Byte arrays and byte streams get used a lot in java, but it’s rare to do anything with individual bytes. Many file types start with certain bytes, though, and can be quickly identified by them.
In my case, I had a byte array, extracted from a file with the guava library’s Files.toByteArray(file), and wanted to make sure it was a jpeg before sending it down to a flex front-end. Jpegs start with the two bytes, 0xFFD8. So I printed out the first two bytes in my array and found… -1 and -40.
Java stores the byte type signed, that is, -128 to 127, rather than 0 to 255. So what do the values of -1 and -40 mean? Java uses 2′s complement for its negative numbers. Take the number -1. 1 is 0000 0001 in binary, so to calculate its negative, -1, with 2′s complement, you invert 0000 0001, getting 1111 1110, then increment by 1, yielding 11111111. That’s the binary value represented by a -1 java byte.
In your code, to get a positive int from a 2′s complement negative byte, you can do a bitwise & with 0xFF (1111 1111):
int unsignedByte = myByte & 0xFF;
So, if you had, say, -3, you would take the value of -3 (3 in binary is 0000 0011, invert to get 1111 1100, then increment + 1 for 1111 1101) and evaluate it with & 0xFF (in binary, 11111111). The bitwise & operator evalutes the bits like:
1111 1101
1111 1111
—– —-
1111 1101
The java byte value -3 equals 1111 1101, or 253 in decimal. If you try to simply cast your byte to an int
int wrongByte = (int)b;
It will just convert it straight from a -3 byte to a -3 int.

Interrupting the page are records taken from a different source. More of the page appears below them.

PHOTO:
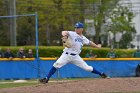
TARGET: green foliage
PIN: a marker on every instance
(56, 51)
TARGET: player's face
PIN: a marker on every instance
(78, 30)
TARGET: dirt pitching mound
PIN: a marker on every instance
(97, 85)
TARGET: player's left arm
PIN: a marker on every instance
(92, 44)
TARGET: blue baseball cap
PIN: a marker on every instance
(79, 25)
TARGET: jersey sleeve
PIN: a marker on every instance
(86, 41)
(71, 33)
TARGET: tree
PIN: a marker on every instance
(121, 21)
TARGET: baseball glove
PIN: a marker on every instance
(66, 41)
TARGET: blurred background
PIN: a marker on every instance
(114, 23)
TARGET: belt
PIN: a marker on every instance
(71, 54)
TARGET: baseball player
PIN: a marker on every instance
(73, 42)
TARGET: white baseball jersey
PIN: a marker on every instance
(77, 43)
(71, 55)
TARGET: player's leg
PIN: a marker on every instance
(63, 60)
(82, 64)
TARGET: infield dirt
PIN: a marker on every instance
(98, 85)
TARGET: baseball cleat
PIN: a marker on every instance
(43, 80)
(103, 75)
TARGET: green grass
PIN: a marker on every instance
(10, 84)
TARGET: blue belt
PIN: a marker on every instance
(71, 54)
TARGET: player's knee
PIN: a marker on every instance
(57, 65)
(89, 68)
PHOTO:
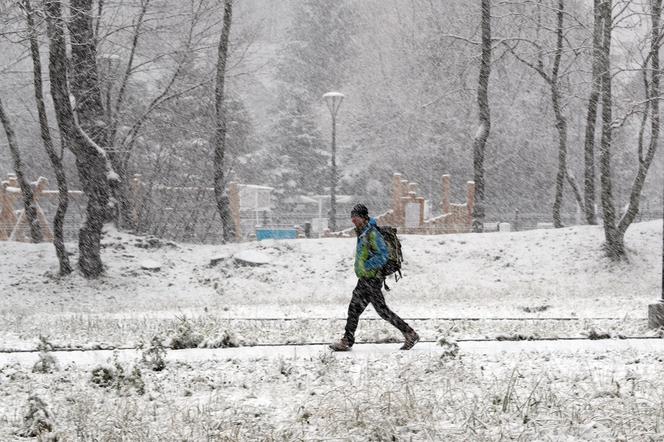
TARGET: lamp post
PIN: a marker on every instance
(656, 311)
(333, 101)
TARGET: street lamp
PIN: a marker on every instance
(333, 100)
(656, 311)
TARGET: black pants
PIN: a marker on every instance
(368, 291)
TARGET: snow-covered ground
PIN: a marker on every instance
(462, 286)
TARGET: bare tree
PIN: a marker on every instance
(482, 135)
(219, 140)
(615, 229)
(553, 80)
(615, 247)
(591, 119)
(56, 160)
(93, 166)
(26, 190)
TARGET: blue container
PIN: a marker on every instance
(266, 233)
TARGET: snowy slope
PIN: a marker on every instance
(470, 275)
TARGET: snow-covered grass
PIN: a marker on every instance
(301, 294)
(398, 396)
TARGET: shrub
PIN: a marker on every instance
(154, 355)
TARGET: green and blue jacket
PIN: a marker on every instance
(370, 253)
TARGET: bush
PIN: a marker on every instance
(154, 355)
(37, 420)
(115, 378)
(185, 336)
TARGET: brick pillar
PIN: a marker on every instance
(136, 187)
(470, 202)
(7, 216)
(234, 202)
(420, 200)
(47, 233)
(397, 206)
(446, 194)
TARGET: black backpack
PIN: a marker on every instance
(394, 255)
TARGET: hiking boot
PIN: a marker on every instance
(412, 338)
(342, 345)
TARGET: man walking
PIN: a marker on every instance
(370, 256)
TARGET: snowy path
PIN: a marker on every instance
(95, 357)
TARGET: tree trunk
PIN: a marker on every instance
(591, 120)
(653, 96)
(482, 135)
(56, 161)
(561, 123)
(220, 191)
(26, 190)
(86, 89)
(93, 169)
(119, 155)
(614, 244)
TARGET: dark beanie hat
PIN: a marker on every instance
(360, 210)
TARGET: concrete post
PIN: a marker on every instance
(445, 206)
(234, 202)
(470, 202)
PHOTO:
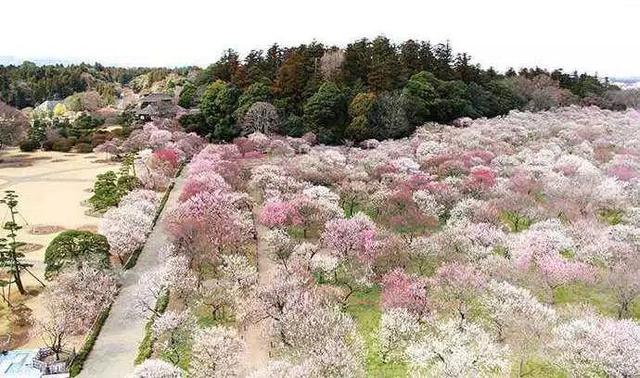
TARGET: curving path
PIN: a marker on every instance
(117, 345)
(256, 335)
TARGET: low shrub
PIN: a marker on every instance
(28, 145)
(62, 145)
(84, 148)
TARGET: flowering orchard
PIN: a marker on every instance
(508, 246)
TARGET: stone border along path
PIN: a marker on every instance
(117, 345)
(256, 335)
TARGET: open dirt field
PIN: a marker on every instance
(51, 188)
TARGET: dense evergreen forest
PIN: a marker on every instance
(369, 89)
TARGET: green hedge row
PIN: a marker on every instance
(133, 259)
(78, 361)
(146, 346)
(145, 349)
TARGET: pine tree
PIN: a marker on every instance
(11, 259)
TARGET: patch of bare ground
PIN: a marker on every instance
(88, 227)
(44, 229)
(30, 247)
(15, 320)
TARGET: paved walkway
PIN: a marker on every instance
(256, 336)
(117, 345)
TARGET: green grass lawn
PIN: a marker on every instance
(602, 300)
(364, 307)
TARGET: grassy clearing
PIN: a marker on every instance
(602, 300)
(363, 307)
(538, 369)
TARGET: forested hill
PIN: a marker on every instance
(369, 89)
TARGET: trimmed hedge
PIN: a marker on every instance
(78, 361)
(146, 346)
(145, 349)
(133, 259)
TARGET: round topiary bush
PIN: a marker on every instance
(29, 145)
(62, 145)
(74, 249)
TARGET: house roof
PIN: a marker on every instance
(155, 97)
(17, 364)
(48, 105)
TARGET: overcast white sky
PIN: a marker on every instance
(592, 36)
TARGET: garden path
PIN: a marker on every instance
(117, 345)
(256, 336)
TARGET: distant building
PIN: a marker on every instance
(27, 363)
(158, 105)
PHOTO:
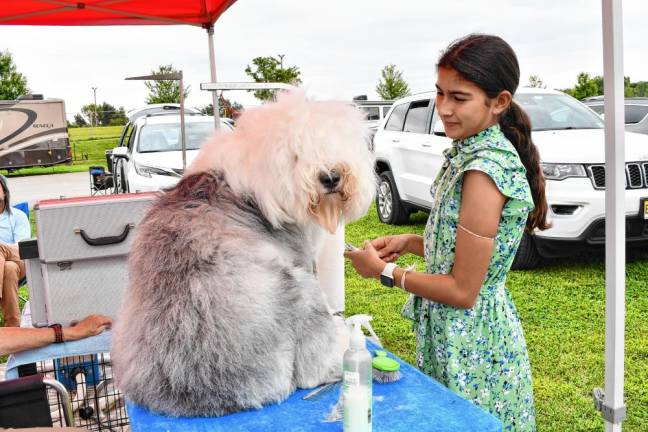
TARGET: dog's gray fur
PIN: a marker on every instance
(223, 312)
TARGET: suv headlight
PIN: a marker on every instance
(562, 171)
(148, 171)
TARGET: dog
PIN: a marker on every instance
(223, 311)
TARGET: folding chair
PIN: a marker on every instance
(23, 402)
(100, 181)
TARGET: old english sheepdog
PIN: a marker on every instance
(223, 311)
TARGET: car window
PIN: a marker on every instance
(597, 108)
(416, 118)
(635, 113)
(557, 111)
(123, 140)
(166, 137)
(131, 138)
(397, 117)
(372, 113)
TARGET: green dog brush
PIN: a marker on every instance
(385, 369)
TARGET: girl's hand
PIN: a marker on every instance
(390, 248)
(366, 261)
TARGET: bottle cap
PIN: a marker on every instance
(357, 337)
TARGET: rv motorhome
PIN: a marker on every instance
(33, 132)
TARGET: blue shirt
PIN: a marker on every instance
(14, 227)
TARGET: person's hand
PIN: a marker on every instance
(89, 326)
(366, 260)
(390, 248)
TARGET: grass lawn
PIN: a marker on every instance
(88, 147)
(562, 307)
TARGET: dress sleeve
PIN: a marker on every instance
(22, 229)
(510, 180)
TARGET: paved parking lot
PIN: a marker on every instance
(35, 188)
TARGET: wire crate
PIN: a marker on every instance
(98, 405)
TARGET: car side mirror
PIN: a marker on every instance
(120, 152)
(439, 130)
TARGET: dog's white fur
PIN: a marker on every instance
(223, 310)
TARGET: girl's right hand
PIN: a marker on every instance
(390, 248)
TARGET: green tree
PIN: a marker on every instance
(392, 85)
(79, 120)
(106, 114)
(593, 86)
(12, 83)
(271, 69)
(164, 91)
(536, 82)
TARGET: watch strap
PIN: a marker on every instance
(58, 332)
(387, 275)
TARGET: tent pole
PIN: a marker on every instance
(611, 403)
(212, 69)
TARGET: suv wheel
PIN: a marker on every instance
(527, 256)
(391, 210)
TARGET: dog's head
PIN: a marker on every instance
(302, 160)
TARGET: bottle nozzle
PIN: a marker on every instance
(359, 321)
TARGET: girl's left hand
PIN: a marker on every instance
(366, 261)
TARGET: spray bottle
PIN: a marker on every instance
(356, 390)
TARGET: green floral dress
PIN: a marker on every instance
(480, 353)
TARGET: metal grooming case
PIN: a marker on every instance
(77, 265)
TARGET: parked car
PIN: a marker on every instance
(571, 142)
(636, 112)
(375, 112)
(149, 156)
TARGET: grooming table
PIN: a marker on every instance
(415, 403)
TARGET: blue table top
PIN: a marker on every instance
(415, 403)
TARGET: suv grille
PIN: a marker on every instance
(636, 175)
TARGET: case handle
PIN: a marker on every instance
(104, 241)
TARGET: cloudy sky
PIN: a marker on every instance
(340, 46)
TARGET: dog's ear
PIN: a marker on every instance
(327, 211)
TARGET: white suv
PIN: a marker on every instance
(149, 156)
(570, 138)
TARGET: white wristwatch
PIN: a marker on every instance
(387, 275)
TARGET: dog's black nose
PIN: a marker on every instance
(330, 179)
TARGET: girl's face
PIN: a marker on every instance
(463, 107)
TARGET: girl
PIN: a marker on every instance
(490, 189)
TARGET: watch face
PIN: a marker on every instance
(387, 281)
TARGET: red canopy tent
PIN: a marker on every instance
(200, 13)
(203, 13)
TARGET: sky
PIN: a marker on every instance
(340, 46)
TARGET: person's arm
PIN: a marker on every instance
(481, 210)
(16, 339)
(390, 248)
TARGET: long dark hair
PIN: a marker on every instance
(5, 188)
(491, 64)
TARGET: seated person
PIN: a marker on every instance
(14, 227)
(13, 340)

Going back to the bytes I needed, a -1 java byte equals 1111 1111, or 255 in decimal. For the second byte of my file, I got -40, which is 1101 1000, or 216. The simplest, laziest way to convert an int to a hex string in java is probably Integer.toHexString, which gives us 0xFF and 0xD8 for 255 and 216. So my test file was, in fact, a jpeg.
Do you know ImageIO can do that ?
Moreover, if the image is remote, it only downloads the first bytes to tell you if it’s a jpeg.
The bad thing is you don’t play with bits, and you seems to like it.
Sure, with ImageIO, you can do something like
ImageInputStream iis = ImageIO.createImageInputStream(imageFile);Iterator iter = ImageIO.getImageReaders(iis);
if (iter.hasNext()) {
ImageReader reader = (ImageReader)iter.next();
reader.setInput(iis);
BufferedImage image = reader.read(0);
String formatName = reader.getFormatName();
And then look at formatName. There’s probably a more elegant way to do it with ImageIO but I think that’ll work.
No, I think that’s it.
Maybe the reader.read(0) can be omitted.
I use ImageIO to get image sizes.
There is a Java based document type validation framework JHove . You can explore that.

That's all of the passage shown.